I’d like to apologize quickly. I’m about to break one of the fundamental rules here. Turns out there are ghosts in this book after all.
“Henry McTavish wasn’t writing his own books anymore,” I said. “Jasper Murdoch was.”
Ghost
Chapter 35
A ghostwriter. It was as simple as that.
It should have been so obvious that McTavish wasn’t writing his own books anymore. The timeline of his publications alone told enough of the story. His first book was a worldwide bestseller and his second was a flunk, which had made his confidence plummet. Coupled with his painful recovery from his accident—I could tell the third was squeezing out of him like a kidney stone, Simone had said—this had meant he’d had to steal from S. F. Majors just to get the third one done. But that wasn’t a trick he could use twice. Brooke had summed it up perfectly in the Chairman’s Carriage: Maybe now I think he’s a man who likes pleasure but doesn’t want to have to work for it. He’d needed another way to write the books.

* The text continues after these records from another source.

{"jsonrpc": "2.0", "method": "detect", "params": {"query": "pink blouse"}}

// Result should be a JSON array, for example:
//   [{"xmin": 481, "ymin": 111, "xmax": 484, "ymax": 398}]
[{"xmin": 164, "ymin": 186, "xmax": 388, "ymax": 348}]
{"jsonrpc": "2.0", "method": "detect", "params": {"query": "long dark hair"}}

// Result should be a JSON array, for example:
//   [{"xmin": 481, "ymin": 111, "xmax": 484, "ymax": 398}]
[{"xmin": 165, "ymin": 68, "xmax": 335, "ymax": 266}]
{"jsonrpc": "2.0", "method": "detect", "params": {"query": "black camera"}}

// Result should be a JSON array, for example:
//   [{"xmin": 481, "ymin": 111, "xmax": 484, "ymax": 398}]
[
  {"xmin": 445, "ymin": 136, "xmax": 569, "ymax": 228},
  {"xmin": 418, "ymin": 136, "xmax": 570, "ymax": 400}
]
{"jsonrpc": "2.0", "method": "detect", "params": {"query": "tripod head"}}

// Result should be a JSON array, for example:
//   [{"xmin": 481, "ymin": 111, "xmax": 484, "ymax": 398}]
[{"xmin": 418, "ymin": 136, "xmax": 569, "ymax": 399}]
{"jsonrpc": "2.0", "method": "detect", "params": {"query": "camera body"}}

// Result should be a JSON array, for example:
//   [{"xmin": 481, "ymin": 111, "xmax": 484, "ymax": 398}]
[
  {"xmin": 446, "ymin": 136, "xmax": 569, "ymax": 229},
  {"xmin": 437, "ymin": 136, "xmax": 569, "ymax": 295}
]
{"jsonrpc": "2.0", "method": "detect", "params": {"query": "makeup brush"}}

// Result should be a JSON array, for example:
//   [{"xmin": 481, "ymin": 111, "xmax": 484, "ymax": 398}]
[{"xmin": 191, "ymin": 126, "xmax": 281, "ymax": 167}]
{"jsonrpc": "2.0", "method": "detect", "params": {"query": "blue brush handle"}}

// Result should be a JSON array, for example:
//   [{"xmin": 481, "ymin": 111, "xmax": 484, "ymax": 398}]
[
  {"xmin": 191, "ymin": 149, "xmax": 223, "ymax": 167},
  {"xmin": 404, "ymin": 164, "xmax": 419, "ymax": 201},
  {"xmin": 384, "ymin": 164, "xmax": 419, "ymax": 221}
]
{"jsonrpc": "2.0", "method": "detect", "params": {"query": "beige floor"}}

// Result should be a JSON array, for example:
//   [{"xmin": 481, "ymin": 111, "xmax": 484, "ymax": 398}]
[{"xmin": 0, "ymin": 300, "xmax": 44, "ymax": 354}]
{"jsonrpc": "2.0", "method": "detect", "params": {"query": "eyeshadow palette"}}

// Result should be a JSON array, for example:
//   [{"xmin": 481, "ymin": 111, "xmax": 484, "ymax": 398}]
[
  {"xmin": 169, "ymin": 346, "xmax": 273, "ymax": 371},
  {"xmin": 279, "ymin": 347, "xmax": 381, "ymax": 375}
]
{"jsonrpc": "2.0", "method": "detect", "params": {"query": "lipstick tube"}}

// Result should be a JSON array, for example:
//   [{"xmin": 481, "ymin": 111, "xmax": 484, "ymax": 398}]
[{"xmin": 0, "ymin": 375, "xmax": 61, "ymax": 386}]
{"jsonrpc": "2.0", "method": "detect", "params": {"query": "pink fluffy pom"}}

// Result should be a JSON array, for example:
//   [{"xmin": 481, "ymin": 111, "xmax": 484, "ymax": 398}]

“I thought you’d bought the Erica Mathison story,” Jasper whispered.
“As I told you last night, I knew you weren’t writing for yourself. You looked a bit worried that I’d figured it out at first, but at the time, of course, I thought you were Erica Mathison. You seemed relieved when I told you this, which I thought was a natural response after holding such a big secret for so long, but it was really because you thought your secret was still protected. After all, the scheme only has value if no one knows about it, as you told me. You were only too happy to confess to being Erica when I prompted you, not knowing Wolfgang was the real thing, to keep me off the scent. But, even if I was wrong about that, the clues are the same. The way you act is all developed from never being in the spotlight. And Harriet’s always trying to boost you up, make you recognize those achievements. That frustrated you—I assume the confidentiality clause in your contract is drum-tight, and so that was why you often tried to quiet her. You told me Harriet wants you to write under your own name, and maybe once that was your dream too. Your first novel came out in two thousand and nine, and the New York Times review compared you unfavorably to McTavish, whose books you were also writing. Despite the fact that Harriet had praised the fifth McTavish book, one you wrote, in two thousand and six, so highly that the blurb is still used on his covers. There’s that tattoo simile again—your voice is not something you can hide. You sound like you, and you can’t shake it, even though the world believes that you is someone else. But that review, that was what broke you. That was when you stopped pursuing your own voice and decided you were happy at the back of the room. You also did something no writer should ever do: you responded to the review.”